Regress the returns for each of the 6 stocks individually on the return of S&P 500 (which is like Xt, the market return, in the equation above). Make a clean, professional looking table (e.g. in Excel) that shows the ticker symbol, intercept, slope, and R2 for each of the 6 regressions.
In your write-up, you should include:
a two-to-three paragraph introduction, in your own words, on what the “beta” of a stock is measuring and how it is calculated. (Watch the video and summarize it in your own words, making sure to connect it to the regression model we’ve written down above—this is a bridge you will have to make yourself, using what you know about regression models.) A reasonable aim for your summary is about 250 words here, but this is approximate; nobody on our end is breaking out the word counter.

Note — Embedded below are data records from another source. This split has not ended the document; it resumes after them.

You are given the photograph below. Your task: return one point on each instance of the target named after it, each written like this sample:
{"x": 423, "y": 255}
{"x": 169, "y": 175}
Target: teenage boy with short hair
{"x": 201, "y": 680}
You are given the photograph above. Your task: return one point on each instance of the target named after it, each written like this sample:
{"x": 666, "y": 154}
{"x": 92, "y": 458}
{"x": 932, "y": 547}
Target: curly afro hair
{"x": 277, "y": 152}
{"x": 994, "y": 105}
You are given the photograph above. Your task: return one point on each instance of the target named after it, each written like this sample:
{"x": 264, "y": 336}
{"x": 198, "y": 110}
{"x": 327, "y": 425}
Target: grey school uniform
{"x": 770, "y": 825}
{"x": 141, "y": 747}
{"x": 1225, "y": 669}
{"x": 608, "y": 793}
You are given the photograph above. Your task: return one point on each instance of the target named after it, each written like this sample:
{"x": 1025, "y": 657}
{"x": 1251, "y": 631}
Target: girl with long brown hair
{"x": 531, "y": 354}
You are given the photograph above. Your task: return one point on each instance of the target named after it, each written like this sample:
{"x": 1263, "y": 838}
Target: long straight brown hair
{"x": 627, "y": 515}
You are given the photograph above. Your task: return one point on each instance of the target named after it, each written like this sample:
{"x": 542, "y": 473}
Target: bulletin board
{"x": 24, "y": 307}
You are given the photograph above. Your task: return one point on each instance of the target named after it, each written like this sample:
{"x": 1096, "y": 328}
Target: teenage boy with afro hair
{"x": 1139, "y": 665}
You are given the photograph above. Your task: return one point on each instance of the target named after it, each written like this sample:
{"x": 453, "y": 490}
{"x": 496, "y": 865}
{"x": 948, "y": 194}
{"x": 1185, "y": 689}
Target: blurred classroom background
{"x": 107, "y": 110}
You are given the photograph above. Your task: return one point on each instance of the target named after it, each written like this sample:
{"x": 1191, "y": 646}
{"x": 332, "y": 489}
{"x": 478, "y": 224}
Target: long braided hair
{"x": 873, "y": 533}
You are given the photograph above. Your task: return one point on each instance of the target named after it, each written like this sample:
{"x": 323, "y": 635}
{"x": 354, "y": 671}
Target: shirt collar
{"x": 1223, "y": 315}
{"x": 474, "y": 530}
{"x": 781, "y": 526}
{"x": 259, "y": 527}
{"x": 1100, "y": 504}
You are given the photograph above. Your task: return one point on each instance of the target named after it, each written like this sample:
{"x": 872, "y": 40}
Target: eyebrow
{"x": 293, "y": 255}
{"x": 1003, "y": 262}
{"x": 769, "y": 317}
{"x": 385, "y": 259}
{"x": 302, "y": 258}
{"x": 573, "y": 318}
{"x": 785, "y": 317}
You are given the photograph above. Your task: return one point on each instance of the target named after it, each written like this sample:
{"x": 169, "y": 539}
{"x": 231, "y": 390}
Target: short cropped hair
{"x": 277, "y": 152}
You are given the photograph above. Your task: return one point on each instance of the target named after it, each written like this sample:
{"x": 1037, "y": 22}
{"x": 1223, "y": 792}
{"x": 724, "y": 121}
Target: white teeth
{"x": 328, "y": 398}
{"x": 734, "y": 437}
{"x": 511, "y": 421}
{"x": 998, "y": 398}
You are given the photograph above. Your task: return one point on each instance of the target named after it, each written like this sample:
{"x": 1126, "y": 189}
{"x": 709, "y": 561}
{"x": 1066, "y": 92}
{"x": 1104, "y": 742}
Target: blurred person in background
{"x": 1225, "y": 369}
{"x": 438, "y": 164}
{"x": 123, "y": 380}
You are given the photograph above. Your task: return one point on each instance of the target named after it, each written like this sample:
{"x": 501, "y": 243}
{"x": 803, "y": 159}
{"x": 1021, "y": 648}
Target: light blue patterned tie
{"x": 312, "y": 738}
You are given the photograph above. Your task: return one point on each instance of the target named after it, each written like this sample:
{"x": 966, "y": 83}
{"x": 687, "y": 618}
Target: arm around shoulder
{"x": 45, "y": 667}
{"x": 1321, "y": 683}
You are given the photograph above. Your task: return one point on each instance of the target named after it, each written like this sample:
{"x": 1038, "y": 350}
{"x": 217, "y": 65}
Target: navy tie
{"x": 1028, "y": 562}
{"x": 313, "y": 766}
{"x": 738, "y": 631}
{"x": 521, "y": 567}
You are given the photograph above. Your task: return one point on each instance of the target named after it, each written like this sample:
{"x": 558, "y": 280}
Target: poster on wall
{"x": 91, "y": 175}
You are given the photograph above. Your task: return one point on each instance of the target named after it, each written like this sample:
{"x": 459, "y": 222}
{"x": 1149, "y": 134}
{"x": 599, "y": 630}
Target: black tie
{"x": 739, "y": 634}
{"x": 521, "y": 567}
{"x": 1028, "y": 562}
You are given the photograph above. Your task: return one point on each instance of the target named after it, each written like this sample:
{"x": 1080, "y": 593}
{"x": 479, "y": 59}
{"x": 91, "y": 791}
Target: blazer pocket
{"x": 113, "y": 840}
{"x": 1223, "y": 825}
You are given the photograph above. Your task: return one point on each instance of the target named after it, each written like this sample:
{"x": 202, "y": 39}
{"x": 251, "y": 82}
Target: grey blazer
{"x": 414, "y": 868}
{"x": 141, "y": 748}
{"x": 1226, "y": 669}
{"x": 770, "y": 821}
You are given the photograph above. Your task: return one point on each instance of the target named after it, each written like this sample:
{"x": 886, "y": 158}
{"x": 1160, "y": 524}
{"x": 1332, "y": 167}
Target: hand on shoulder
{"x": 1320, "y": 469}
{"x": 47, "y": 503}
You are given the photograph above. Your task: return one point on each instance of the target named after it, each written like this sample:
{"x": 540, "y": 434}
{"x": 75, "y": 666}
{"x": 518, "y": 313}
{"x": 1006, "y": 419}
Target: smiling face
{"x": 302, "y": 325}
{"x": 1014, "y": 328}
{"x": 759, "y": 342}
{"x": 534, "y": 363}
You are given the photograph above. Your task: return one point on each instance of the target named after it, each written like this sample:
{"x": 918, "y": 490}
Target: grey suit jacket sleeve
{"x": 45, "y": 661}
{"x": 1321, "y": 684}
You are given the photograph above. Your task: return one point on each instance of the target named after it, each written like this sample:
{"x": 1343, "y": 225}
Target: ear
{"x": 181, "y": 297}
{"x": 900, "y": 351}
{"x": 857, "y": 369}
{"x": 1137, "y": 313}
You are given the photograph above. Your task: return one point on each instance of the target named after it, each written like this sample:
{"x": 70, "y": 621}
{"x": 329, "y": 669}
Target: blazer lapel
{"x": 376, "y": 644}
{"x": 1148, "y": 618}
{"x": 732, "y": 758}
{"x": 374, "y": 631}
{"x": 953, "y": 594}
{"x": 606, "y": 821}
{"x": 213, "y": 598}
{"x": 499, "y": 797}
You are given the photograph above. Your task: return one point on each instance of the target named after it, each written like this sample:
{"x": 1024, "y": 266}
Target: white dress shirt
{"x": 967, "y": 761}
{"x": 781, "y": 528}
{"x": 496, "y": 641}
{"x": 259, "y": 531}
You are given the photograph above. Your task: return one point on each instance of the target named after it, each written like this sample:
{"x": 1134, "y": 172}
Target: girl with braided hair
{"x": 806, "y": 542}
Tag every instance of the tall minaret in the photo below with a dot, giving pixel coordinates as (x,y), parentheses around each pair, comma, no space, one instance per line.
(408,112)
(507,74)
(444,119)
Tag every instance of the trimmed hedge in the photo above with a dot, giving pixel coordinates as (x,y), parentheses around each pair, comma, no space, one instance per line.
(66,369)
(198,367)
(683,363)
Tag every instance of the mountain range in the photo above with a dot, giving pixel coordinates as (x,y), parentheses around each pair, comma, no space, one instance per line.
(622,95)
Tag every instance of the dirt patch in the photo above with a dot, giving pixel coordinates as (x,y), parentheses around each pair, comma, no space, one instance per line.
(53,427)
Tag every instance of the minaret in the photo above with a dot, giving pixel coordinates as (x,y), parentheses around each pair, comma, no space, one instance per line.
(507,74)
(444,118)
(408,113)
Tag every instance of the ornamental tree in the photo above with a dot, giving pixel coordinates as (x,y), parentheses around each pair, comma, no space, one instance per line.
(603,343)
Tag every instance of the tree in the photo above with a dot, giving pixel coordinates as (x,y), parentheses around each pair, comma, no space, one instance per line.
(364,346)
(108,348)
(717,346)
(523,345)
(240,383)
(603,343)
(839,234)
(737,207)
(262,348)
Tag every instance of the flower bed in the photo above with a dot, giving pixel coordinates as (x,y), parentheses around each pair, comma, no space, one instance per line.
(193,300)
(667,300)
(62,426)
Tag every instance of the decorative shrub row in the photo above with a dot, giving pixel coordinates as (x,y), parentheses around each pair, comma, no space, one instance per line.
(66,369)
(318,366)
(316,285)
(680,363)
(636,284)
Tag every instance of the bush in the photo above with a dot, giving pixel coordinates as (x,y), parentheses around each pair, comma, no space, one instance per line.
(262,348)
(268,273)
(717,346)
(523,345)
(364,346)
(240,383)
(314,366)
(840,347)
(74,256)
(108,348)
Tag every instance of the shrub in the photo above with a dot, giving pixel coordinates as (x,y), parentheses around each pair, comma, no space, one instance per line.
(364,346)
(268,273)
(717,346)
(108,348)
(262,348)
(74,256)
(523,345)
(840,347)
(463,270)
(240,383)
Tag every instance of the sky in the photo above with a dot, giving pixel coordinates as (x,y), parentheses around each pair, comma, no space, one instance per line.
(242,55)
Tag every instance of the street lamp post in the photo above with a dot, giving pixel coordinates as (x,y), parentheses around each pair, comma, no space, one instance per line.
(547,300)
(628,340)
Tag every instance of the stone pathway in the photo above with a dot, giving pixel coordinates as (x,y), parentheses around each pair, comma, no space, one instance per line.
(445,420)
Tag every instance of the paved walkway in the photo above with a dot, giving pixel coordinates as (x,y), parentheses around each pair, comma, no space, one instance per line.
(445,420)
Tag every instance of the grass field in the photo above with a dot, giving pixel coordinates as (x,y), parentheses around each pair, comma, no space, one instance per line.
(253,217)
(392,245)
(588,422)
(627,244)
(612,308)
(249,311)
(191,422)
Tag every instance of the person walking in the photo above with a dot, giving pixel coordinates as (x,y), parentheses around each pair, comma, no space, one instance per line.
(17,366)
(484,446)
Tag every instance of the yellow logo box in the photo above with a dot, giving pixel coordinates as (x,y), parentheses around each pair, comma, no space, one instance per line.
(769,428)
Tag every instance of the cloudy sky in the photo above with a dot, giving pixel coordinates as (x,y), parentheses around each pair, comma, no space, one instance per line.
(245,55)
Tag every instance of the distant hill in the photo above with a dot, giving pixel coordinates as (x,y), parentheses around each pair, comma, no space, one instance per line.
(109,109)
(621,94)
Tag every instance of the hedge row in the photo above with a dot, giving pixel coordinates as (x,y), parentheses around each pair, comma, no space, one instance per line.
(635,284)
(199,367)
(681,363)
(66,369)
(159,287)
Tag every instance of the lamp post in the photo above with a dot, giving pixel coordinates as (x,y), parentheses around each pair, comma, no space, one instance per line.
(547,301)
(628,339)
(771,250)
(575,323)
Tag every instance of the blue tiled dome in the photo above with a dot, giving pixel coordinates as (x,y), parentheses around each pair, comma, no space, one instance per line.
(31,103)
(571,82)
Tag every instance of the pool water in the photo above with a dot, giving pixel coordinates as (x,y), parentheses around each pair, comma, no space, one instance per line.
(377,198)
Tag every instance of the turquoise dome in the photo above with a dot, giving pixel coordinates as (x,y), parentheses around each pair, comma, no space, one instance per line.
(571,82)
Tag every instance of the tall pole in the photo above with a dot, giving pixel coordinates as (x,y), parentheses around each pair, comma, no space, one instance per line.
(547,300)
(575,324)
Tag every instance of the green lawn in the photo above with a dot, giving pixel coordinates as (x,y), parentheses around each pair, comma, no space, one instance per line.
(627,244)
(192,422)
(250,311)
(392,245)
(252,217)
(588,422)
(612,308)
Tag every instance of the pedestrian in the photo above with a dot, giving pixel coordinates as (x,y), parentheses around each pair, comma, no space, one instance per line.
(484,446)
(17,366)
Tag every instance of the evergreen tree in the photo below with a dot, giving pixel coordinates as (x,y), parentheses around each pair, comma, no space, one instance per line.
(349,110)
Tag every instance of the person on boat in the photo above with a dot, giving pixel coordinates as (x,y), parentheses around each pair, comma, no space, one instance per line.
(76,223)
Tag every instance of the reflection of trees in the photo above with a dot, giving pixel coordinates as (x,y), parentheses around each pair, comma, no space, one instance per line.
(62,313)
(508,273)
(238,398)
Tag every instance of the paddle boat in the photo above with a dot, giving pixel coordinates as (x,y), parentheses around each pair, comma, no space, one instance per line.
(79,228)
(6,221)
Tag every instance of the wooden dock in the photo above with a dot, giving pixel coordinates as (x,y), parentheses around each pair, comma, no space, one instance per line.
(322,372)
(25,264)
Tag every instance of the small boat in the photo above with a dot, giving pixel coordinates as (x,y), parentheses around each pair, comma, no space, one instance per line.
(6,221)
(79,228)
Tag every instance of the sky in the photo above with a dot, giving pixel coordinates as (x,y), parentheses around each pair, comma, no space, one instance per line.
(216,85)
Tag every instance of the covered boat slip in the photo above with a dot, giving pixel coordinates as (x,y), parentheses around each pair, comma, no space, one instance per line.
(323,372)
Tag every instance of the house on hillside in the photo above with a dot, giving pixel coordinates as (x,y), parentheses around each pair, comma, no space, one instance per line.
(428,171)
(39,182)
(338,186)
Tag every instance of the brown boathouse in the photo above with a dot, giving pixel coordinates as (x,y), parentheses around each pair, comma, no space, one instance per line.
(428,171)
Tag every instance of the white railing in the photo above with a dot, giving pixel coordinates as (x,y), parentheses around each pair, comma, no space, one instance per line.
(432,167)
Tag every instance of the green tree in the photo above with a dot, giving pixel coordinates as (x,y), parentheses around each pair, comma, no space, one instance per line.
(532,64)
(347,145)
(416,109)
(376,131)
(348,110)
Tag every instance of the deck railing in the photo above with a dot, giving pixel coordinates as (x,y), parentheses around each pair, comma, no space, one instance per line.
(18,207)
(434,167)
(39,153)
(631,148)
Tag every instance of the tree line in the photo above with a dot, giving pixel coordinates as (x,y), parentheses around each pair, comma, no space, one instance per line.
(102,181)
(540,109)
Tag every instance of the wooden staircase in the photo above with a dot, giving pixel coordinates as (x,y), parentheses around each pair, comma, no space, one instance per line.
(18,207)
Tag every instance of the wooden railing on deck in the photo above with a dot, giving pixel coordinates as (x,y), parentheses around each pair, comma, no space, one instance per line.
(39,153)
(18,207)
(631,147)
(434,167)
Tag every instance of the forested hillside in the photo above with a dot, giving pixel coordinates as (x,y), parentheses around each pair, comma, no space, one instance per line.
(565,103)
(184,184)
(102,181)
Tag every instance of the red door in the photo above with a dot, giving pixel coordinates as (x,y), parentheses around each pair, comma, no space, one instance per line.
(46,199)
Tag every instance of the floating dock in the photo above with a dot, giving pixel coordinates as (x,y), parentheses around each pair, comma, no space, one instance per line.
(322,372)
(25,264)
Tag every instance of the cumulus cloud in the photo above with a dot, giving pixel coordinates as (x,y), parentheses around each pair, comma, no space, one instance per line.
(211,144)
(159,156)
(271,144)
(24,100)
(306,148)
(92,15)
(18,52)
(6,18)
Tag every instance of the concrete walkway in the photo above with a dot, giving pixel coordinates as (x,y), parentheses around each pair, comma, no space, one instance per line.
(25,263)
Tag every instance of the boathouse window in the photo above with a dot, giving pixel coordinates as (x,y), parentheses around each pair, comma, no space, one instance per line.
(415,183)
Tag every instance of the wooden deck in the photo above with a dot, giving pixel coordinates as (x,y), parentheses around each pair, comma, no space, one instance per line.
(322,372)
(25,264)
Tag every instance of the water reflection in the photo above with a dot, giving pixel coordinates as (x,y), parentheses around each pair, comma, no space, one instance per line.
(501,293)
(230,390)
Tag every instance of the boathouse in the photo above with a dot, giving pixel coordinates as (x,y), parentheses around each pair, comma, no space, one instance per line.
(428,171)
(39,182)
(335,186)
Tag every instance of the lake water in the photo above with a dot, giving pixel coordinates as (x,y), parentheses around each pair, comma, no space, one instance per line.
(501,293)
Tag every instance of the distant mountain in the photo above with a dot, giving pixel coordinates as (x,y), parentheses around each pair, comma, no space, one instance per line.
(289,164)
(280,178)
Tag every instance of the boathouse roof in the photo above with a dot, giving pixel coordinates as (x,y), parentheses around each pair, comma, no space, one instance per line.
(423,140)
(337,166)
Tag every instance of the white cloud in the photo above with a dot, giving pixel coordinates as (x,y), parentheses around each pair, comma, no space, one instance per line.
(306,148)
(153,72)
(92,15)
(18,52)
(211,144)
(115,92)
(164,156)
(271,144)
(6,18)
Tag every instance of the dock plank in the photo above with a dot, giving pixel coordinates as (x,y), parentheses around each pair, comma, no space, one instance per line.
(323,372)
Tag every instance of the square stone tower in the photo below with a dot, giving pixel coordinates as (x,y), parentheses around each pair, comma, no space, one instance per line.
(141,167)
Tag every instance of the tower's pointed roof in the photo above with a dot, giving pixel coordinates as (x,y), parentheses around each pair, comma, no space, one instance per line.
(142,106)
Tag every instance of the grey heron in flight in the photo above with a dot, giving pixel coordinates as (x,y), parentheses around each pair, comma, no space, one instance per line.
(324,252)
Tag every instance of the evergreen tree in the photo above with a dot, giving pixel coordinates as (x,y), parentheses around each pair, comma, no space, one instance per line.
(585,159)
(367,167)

the table itself, along with an informative caption below the table, no more than 2-3 sentences in length, to give readers the information necessary to interpret the table.
a conclusion that answers two questions: in light of your analysis, which of these six stocks has the lowest systematic risk? And which has the highest systematic risk? (Again, watch the video to understand how this is measured using the regression model.)